This 130 hectare reserve in the Southern Highlands of NSW is on a 150 million year old volcanic intrusion supporting the Wet Sclerophyll EEC Mount Gibraltar Forest. The Bowral Trachyte rock was quarried for 100 years to supply stone for public buildings, monuments, kerb stones and railway ballast. The disused quarries are listed by the NSW National Trust and are under consideration by the NSW Heritage Council.
This major disturbance followed by neglect allowed severe invasion by environmental weeds into the forest surrounding the quarries in this urban island Reserve; and at the time the project started, the weeds had smothered the native ground cover and prevented canopy replacement. Mount Gibraltar Forest is dominated by Eucalyptus fastigata, E.radiata, E.piperita, and E smithi and has a sparse shrub layer of Notelaea venosa, Exocarpus cupressiformis, Pittosporum undulatum, Hedycarya angustifolia, Acacia melonoxylon, Melaleuca hypericifolia, Leptospermum brevipes and Persoonia linearis. The forest has a particularly rich ground cover of ferns, as well as a range of forbs and grasses.
For the last 18 years volunteer bush regenerators have worked weekly, under the auspices of the owner, Wingecarribee Shire Council. Work has been carried out to a plan working systematically down the contours removing the invaders that have escaped from local gardens including: Ivy, Honeysuckle, Blackberry, Holly, Privet, Barberry, Hawthorn, Cotoneaster Spindleberry, Buddleja. Vinca, Montbretia and Agapanthus, Sycamores and the ubiquitous Pine trees.
At the same time volunteers campaigned for better environmental management by the local council which has introduced an environmental levy on rates and provides Bushcare support to local groups. Careful records are kept of volunteer hours and matching grants are sought for employment of qualified contractors to assist with the steep and difficult areas. To date the group has contributed 33,700 hours of voluntary work to the project and attracted funding of $755,117.
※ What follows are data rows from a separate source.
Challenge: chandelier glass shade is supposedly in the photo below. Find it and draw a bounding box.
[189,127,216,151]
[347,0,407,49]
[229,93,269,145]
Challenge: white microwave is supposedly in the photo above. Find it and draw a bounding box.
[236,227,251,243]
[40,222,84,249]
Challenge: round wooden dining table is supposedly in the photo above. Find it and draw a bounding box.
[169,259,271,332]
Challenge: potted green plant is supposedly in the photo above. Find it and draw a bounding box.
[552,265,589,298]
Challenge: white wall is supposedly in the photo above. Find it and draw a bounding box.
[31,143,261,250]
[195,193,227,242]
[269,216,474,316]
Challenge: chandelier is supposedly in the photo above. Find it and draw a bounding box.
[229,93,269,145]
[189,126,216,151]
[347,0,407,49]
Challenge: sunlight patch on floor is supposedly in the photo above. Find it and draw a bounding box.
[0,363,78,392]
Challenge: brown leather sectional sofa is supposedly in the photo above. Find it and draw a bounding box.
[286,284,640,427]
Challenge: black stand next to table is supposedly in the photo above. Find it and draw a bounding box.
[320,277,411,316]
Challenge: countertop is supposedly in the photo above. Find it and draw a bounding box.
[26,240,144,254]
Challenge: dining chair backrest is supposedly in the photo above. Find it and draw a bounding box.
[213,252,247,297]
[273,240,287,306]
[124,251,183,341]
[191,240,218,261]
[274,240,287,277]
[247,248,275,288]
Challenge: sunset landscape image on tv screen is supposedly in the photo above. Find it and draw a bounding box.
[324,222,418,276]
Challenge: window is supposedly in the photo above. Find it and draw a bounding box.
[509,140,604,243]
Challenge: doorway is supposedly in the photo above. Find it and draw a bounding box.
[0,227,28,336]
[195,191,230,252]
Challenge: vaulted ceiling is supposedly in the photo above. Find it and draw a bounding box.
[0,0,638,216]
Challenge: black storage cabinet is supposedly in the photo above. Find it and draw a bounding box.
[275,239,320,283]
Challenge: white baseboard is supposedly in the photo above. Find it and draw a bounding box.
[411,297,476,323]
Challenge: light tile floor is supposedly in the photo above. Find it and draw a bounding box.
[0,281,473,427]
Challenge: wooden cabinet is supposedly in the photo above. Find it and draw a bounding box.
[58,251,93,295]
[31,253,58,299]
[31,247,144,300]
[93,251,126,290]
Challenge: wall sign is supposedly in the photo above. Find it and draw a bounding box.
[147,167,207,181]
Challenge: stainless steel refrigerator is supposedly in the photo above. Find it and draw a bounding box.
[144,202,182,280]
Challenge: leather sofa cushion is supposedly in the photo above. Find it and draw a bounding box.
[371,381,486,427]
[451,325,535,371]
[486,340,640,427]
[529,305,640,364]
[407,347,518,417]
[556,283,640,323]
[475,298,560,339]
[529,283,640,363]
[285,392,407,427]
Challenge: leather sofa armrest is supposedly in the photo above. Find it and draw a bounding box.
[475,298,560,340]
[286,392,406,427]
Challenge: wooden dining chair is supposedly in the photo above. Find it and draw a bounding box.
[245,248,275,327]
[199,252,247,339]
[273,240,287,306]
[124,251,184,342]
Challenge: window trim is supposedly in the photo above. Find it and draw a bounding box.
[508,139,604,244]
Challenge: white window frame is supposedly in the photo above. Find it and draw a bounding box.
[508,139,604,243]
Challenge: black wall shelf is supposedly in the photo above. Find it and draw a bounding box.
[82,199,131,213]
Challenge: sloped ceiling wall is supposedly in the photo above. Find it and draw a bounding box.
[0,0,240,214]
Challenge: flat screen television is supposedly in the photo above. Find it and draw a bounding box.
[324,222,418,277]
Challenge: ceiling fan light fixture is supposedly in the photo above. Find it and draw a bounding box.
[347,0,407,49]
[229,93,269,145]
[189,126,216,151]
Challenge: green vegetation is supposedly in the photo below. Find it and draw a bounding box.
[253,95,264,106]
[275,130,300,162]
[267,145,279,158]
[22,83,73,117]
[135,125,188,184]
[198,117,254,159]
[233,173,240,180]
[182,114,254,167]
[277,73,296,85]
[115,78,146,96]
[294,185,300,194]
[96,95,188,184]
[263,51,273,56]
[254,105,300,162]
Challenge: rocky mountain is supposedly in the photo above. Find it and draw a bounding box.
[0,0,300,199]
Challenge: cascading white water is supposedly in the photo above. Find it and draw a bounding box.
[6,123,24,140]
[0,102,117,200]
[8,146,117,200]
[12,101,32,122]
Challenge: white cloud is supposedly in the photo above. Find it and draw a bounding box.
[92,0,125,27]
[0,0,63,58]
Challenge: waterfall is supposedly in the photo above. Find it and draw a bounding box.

Fortunately there is a strong and viable seed bank in the fertile soil so each site is checked after six months and thereafter at increasing intervals as the regeneration gathers integrity. In normal weather conditions, a diverse assemblage will have developed within 2 years. From replacement Eucalypts to numerous orchid species the results are rewarding and prove that the principles of Bush Regeneration are effective.
Fauna and Flora surveys have been carried out and the Endangered Ecological Community is currently being assessed for National listing. Infra-structure is being upgraded gradually for visitor enjoyment of the Reserve. The volunteers have produced a magnificent hard-cover, full colour book about the social, industrial and natural history of the Reserve: The Gib: Mount Gibraltar, Southern Highlands. (a reprint was recently funded by the Hawkesbury-Nepean Catchment Management Authority and is available from the group and local shops) to inform residents, visitors and students about this special place.